Disclaimer This edited version has been archived due to the length of time since original publication. It should not be regarded as indicative of the ATO's current views. The law may have changed since original publication, and views in the edited version may also be affected by subsequent precedents and new approaches to the application of the law. You cannot rely on this record in your tax affairs. It is not binding and provides you with no protection (including from any underpaid tax, penalty or interest). In addition, this record is not an authority for the purposes of establishing a reasonably arguable position for you to apply to your own circumstances. For more information on the status of edited versions of private advice and reasons we publish them, see PS LA 2008/4. |
Edited version of your private ruling
Authorisation Number: 1012007643349
This edited version of your ruling will be published in the public register of private binding rulings after 28 days from the issue date of the ruling. The attached private rulings fact sheet has more information.
Please check this edited version to be sure that there are no details remaining that you think may allow you to be identified. If you have any concerns about this ruling you wish to discuss, you will find our contact details in the fact sheet.
Ruling
Subject: dependent spouse tax offset
Question
Are you entitled to a dependent spouse tax offset?
Answer: Yes.
This ruling applies for the following period
Year ended 30 June 2011
The scheme commenced on
1 July 2010
Relevant facts and circumstances
You are married and have two children.
You are earning all your income in Australia and paying tax on the income.
Your spouse and children remain overseas, living with family.
You have been sending money to your spouse who is dependent on you for financial support.
You applied for permanent residency for you and your family two years ago and are still awaiting a reply.
Relevant legislative provisions
Income Tax Assessment Act 1936 Subsection 6(1)

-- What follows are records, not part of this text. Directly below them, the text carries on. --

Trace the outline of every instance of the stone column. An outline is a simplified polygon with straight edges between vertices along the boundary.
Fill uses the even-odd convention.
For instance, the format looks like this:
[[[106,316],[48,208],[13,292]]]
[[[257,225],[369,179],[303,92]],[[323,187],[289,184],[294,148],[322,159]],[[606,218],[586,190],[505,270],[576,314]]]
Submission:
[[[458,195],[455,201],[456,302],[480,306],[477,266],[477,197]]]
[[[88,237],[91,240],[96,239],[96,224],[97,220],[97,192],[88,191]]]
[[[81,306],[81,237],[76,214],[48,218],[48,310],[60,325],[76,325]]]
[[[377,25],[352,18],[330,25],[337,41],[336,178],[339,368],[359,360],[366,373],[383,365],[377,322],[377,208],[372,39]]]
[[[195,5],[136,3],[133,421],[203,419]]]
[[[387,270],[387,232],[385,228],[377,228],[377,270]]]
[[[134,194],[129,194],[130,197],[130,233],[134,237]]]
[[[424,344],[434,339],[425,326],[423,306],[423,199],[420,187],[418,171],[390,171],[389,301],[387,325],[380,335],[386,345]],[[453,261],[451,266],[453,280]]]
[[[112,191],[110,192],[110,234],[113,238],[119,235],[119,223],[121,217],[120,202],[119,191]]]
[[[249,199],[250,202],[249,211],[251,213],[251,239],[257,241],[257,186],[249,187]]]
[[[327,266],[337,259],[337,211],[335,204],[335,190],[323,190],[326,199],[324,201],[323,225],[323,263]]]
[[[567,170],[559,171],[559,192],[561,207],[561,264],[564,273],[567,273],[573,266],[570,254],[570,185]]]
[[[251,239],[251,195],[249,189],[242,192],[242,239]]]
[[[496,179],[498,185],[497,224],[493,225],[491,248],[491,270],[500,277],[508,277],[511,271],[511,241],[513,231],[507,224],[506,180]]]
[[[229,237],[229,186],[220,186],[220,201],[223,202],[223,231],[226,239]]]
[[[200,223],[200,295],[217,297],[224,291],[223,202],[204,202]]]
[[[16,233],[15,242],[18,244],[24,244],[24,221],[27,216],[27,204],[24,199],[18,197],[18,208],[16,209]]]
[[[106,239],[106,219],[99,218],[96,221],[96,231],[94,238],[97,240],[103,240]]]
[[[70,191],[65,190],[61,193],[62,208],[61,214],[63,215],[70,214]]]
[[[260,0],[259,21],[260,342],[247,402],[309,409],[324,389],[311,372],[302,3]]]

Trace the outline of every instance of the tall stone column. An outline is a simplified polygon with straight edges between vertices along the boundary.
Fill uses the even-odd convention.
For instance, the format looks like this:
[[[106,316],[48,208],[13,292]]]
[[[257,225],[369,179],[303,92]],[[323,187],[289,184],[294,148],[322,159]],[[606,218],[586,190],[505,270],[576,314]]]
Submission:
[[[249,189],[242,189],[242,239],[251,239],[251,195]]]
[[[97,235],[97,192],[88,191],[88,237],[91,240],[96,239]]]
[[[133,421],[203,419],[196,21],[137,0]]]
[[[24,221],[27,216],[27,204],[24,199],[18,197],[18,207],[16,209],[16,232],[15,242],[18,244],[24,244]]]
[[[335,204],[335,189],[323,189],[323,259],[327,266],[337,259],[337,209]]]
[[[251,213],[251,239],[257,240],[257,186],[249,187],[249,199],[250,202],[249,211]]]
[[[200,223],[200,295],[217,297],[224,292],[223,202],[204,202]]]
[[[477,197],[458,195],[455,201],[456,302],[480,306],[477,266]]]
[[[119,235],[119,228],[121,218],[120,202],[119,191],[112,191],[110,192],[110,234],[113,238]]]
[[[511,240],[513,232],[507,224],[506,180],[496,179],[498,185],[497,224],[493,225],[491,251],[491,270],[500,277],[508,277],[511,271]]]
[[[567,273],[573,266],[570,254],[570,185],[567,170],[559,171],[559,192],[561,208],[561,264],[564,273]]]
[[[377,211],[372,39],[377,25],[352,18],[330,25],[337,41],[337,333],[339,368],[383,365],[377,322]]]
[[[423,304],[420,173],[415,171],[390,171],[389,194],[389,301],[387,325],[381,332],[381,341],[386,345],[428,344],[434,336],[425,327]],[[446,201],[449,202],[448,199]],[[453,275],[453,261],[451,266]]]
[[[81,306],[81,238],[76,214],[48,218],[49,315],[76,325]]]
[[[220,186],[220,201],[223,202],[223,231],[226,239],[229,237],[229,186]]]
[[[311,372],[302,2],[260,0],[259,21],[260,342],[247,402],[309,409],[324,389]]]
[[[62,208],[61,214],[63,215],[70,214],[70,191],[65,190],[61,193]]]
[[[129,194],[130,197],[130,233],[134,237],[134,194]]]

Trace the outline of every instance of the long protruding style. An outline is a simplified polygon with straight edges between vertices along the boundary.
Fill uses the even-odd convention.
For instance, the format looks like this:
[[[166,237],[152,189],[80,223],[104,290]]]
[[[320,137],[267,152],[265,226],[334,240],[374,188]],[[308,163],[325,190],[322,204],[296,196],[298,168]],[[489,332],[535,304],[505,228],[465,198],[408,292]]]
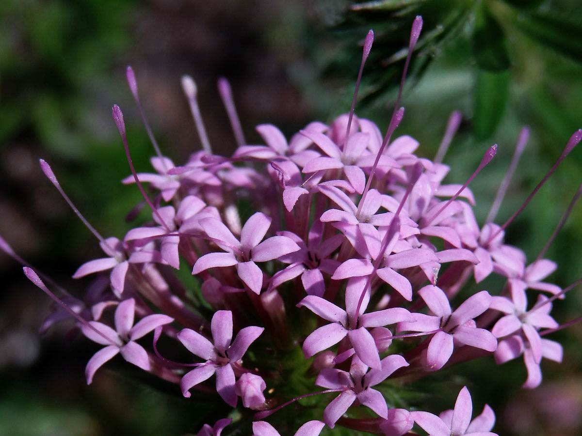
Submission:
[[[534,188],[531,194],[530,194],[529,196],[526,199],[526,201],[523,202],[523,203],[520,206],[519,209],[518,209],[513,215],[509,217],[509,219],[506,221],[501,227],[499,227],[497,231],[494,232],[489,237],[489,239],[484,244],[484,245],[487,245],[489,242],[493,241],[493,240],[494,240],[499,233],[505,230],[505,228],[509,225],[510,223],[516,219],[517,215],[521,213],[521,211],[526,208],[526,206],[527,206],[529,202],[531,201],[531,199],[534,198],[534,195],[537,193],[538,191],[539,191],[540,188],[541,188],[544,184],[546,183],[546,181],[548,180],[549,177],[553,174],[553,171],[555,171],[556,169],[558,168],[558,166],[560,165],[562,161],[564,160],[570,152],[574,149],[574,148],[578,145],[581,140],[582,140],[582,128],[576,130],[576,131],[575,131],[570,137],[567,144],[566,144],[566,146],[562,152],[562,154],[560,155],[560,157],[558,158],[555,163],[554,163],[553,165],[552,166],[552,167],[549,169],[549,171],[548,171],[547,174],[544,176],[544,178],[542,178],[540,182],[538,184],[538,185]]]
[[[162,216],[159,215],[159,212],[158,212],[158,209],[154,206],[154,203],[151,202],[150,197],[146,193],[146,190],[144,189],[143,185],[141,184],[141,182],[140,181],[140,179],[137,177],[136,169],[133,166],[133,162],[132,160],[132,155],[129,152],[129,146],[127,145],[127,137],[125,133],[125,123],[123,121],[123,114],[121,112],[121,109],[119,109],[119,106],[117,105],[113,105],[113,108],[111,109],[111,113],[113,115],[113,119],[115,121],[115,125],[117,126],[117,129],[119,131],[121,140],[123,142],[123,148],[125,149],[125,155],[127,158],[127,163],[129,164],[129,169],[132,171],[132,174],[133,175],[133,178],[136,181],[136,184],[137,185],[137,187],[139,188],[140,192],[141,192],[144,199],[146,200],[146,202],[151,208],[152,211],[155,214],[158,219],[159,220],[159,222],[166,230],[169,232],[170,228],[166,224]]]
[[[228,115],[228,119],[230,121],[232,133],[235,135],[236,144],[239,147],[242,147],[246,144],[247,141],[244,139],[243,128],[240,125],[240,120],[239,119],[239,115],[236,112],[236,106],[235,106],[235,99],[232,97],[232,89],[230,87],[230,84],[226,77],[219,77],[217,85],[218,93],[220,94],[221,98],[222,99],[222,103],[226,109],[226,115]]]
[[[487,149],[487,152],[485,153],[485,155],[483,156],[483,159],[481,160],[481,163],[479,164],[479,166],[477,167],[477,169],[475,170],[475,172],[473,173],[471,177],[467,180],[467,181],[465,182],[464,184],[459,188],[456,194],[451,197],[451,198],[450,198],[449,201],[446,202],[446,203],[445,203],[445,205],[441,208],[441,209],[439,209],[438,212],[433,214],[432,216],[431,216],[430,219],[426,220],[425,222],[427,226],[430,226],[431,223],[434,220],[435,218],[440,215],[441,213],[442,213],[443,210],[446,209],[451,203],[456,199],[457,197],[461,195],[461,193],[464,190],[465,188],[469,186],[469,184],[475,178],[475,177],[481,172],[481,170],[485,168],[485,166],[488,163],[491,162],[491,160],[494,158],[494,157],[495,157],[496,153],[497,144],[494,144]]]
[[[352,107],[350,108],[350,115],[347,118],[347,127],[346,128],[346,139],[344,141],[344,145],[347,143],[347,140],[350,138],[350,129],[352,127],[352,120],[354,117],[354,110],[356,109],[356,100],[358,97],[358,90],[360,89],[360,83],[362,79],[362,73],[364,72],[364,65],[365,64],[366,59],[370,55],[370,51],[372,49],[372,43],[374,42],[374,31],[370,29],[368,31],[368,34],[365,36],[365,41],[364,42],[364,51],[362,53],[362,62],[360,65],[360,71],[358,73],[358,78],[356,81],[356,89],[354,91],[354,98],[352,100]],[[346,147],[344,146],[344,149]]]
[[[527,140],[529,138],[530,128],[527,126],[524,126],[521,128],[521,131],[519,133],[519,136],[517,137],[517,143],[515,146],[515,151],[513,152],[513,157],[512,158],[511,163],[509,164],[509,167],[508,169],[507,172],[503,177],[503,180],[502,181],[501,184],[499,185],[499,189],[495,195],[495,199],[493,201],[493,203],[491,205],[491,209],[489,209],[489,213],[487,215],[487,218],[485,220],[485,223],[492,223],[495,219],[497,212],[499,212],[499,208],[501,206],[501,202],[503,201],[503,197],[505,196],[505,192],[507,191],[508,188],[509,187],[511,178],[513,176],[513,173],[515,172],[516,169],[517,167],[517,163],[519,162],[519,159],[523,153],[523,151],[526,149],[526,145],[527,144]]]
[[[129,85],[129,89],[132,91],[132,94],[133,94],[133,98],[136,101],[136,103],[137,105],[137,109],[140,111],[140,115],[141,115],[141,119],[143,120],[144,125],[146,126],[146,131],[147,132],[147,135],[150,137],[150,140],[151,141],[152,145],[154,146],[154,149],[155,151],[155,153],[158,155],[158,157],[161,160],[162,165],[165,166],[165,162],[162,155],[162,152],[159,149],[159,146],[158,145],[158,142],[155,140],[155,138],[154,137],[154,133],[151,131],[151,128],[150,127],[150,123],[147,121],[147,119],[146,117],[146,114],[144,113],[143,108],[141,107],[141,103],[140,102],[140,96],[137,93],[137,81],[136,80],[136,74],[133,72],[133,69],[129,65],[125,71],[125,77],[127,79],[127,84]],[[168,169],[167,168],[166,169]]]
[[[194,122],[198,130],[198,135],[200,137],[200,142],[202,143],[202,148],[209,155],[212,154],[210,141],[208,140],[208,135],[206,134],[204,123],[202,121],[202,116],[200,115],[200,109],[198,106],[198,87],[196,86],[196,83],[189,76],[183,76],[182,85],[184,94],[188,99],[190,110],[192,112],[192,117],[194,118]]]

Income Tax Assessment Act 1936 Section 159J
Income Tax Assessment Act 1936 Subsection 159J(3A)
Reasons for decision
Section 159J of the Income Tax Assessment Act 1936 (ITAA 1936) provides that a taxpayer is entitled to a tax offset where, during the year of income, they contributed to the maintenance of a spouse who is a 'resident of Australia'.
A 'resident of Australia' is defined in subsection 6(1) of the ITAA 1936. Subsection 159J(3A) of the ITAA 1936 provides that, in applying the definition of resident in subsection 6(1) of the ITAA 1936, for the purposes of the dependant spouse tax offset the dependant spouse of a taxpayer will be taken to have the same domicile as the taxpayer.
The taxpayer's spouse is therefore, deemed to have a domicile in Australia for the purposes of the definition of resident in subsection 6(1) of the ITAA 1936. Subsection 6(1) of the ITAA 1936 defines a resident to include a person whose domicile is in Australia, unless the Commissioner is satisfied that their permanent place of abode is outside Australia.
The leading case on permanent place of abode is Applegate v. Federal Commissioner of Taxation 79 ATC 4307; (1979) 9 ATR 899. The Federal Court stated that in respect of the definition of 'resident', a permanent place of abode does not have to be everlasting or forever but it is rather used in contrast to temporary or transitory. Taxation Ruling IT 2650 also considers residency and permanent place of abode outside Australia. Paragraph 12 of IT 2650 states that 'place of abode' refers to a person's residence, where one lives with one's family and sleeps at night. In essence, a person's 'place of abode' is that person's dwelling place or the physical surroundings in which a person lives.
Where a taxpayer marries while overseas, the spouse is not considered to have a permanent place of abode outside Australia if the spouse has taken timely and appropriate steps to migrate to Australia.
In your case, while your spouse is currently living overseas and their current 'place of abode' is overseas, this is only a temporary arrangement. Your spouse intends to join you in Australia when your migration application has been approved. You have applied for permanent residency in a timely and appropriate manner, the Commissioner accepts that your spouse does not have a permanent place of abode outside of Australia.
As your spouse is deemed to have a domicile in Australia and does not have a permanent place of abode outside of Australia, your spouse is a resident as defined in subsection 6(1) of the ITAA 1936. Therefore, you have contributed to the maintenance of your resident spouse and you are entitled to a dependant tax offset under section 159J of the ITAA 1936.